Sure-to-be polarizing decision fulfills a campaign promise from president

Last Updated: June 1, 2017 @ 1:29 PM

President Trump announced that the United States would withdraw support for the Paris global climate pact in a statement from the Rose Garden on Thursday, calling it a bad deal for Americans, while promising he will try to negotiate a better deal.

“The United States will withdraw from the Paris climate accord, but begin negotiations to re-enter… on terms that are fair to the United States,” Trump says. “We’re getting out.”

Trump said the deal creates “lost jobs” and “shuttered factories” while “vastly diminishing” economic production.

The sure-to-be polarizing decision fulfills a campaign promise for Trump. It will no doubt make relationships tense with international allies, who spent years working on the agreement. Trump has been repeatedly pushed to remain in the deal by European leaders and the Vatican.
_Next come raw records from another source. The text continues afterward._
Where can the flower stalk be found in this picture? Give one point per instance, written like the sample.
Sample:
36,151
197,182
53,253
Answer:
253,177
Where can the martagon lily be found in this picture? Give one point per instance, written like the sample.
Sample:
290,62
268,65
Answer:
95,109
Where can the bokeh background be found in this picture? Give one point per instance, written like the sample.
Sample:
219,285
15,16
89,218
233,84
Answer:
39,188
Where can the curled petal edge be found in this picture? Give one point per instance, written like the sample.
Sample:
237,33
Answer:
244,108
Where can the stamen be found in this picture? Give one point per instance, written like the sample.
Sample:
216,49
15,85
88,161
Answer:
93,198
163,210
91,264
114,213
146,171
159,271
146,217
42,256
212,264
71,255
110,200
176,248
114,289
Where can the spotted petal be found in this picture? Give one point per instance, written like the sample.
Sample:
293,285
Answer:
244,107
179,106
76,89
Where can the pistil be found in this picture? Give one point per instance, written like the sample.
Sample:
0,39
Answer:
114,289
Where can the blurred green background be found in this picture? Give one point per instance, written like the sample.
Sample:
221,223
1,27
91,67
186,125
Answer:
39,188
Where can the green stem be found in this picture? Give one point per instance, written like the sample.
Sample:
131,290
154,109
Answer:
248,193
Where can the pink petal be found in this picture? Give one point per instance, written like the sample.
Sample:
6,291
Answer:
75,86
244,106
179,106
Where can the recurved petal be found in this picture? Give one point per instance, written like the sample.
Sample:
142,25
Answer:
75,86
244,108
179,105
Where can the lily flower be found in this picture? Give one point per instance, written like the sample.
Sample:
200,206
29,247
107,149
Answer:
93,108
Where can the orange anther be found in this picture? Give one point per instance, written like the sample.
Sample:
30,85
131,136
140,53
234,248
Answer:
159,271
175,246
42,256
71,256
The deal aims to fight global warming and pollution by reducing carbon emissions in nearly 200 nations.

“The Paris climate accord is simply the latest example of Washington entering into an agreement that disadvantages the Unites States to the exclusive benefit of other countries,” Trump said. “Leaving America workers, who I love, and tax payers to absorb the cost.”
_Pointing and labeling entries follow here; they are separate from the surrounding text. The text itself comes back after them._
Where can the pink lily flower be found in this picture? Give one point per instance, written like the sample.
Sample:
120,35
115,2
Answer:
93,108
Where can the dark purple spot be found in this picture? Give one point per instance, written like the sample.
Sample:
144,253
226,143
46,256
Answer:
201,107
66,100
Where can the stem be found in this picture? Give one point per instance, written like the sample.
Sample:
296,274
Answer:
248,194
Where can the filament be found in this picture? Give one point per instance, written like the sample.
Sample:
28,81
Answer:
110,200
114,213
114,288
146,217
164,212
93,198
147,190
Many Conservative leaders and pundits have bashed the agreement as a waste of time and resources with little payoff, while many on the other side of the aisle consider it vital. CNN’s Fareed Zakaria said this will be remembered as the day that the United States “resigned as the leader of the free world.”
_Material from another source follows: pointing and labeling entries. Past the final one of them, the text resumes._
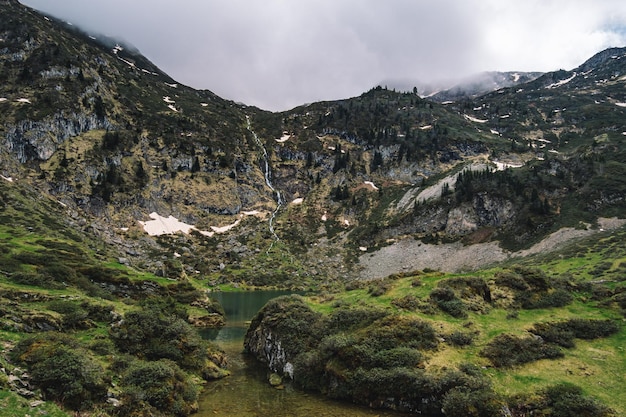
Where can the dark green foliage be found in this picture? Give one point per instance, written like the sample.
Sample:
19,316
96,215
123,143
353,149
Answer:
62,370
533,289
290,317
408,302
160,331
158,387
446,300
74,317
378,288
467,402
507,350
564,333
562,400
459,338
353,317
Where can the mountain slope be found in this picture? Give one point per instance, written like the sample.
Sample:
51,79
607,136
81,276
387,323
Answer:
97,126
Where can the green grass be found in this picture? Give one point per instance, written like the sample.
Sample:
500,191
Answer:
597,366
12,405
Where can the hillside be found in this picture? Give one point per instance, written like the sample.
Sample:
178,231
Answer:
124,194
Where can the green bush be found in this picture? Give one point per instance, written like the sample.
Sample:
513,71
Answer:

On Wednesday, Trump teased the announcement on Twitter but a handful of leaks spoiled the surprise: the Associated Press obtained “talking points” on the announcement before he took the podium.

Participating countries agree to report on progress in lowering emissions, but they are permitted under the treaty to change their goals and there is no punishment for missing targets. The U.S. had agreed to reduce the country’s pollution emissions to 26 percent to 28 percent of 2005 levels by 2025 — about 1.6 billion tons.

Under the terms of the deal, the U.S. cannot officially formally withdraw until November 2019. Trump’s decision to pull out could be seen as a shot at former President Obama, who was instrumental to forming the deal when he signed on in August 2016.

Trump said the United States will stop honoring the non-binding part of the deal immediately.

“The United States, under the Trump administration, will continue to be the cleanest and most environmentally friendly country on earth,” Trump said. “We’ll be the cleanest.”

POTUS continued: “We don’t want other leaders and other countries laughing at us anymore, and they won’t be.”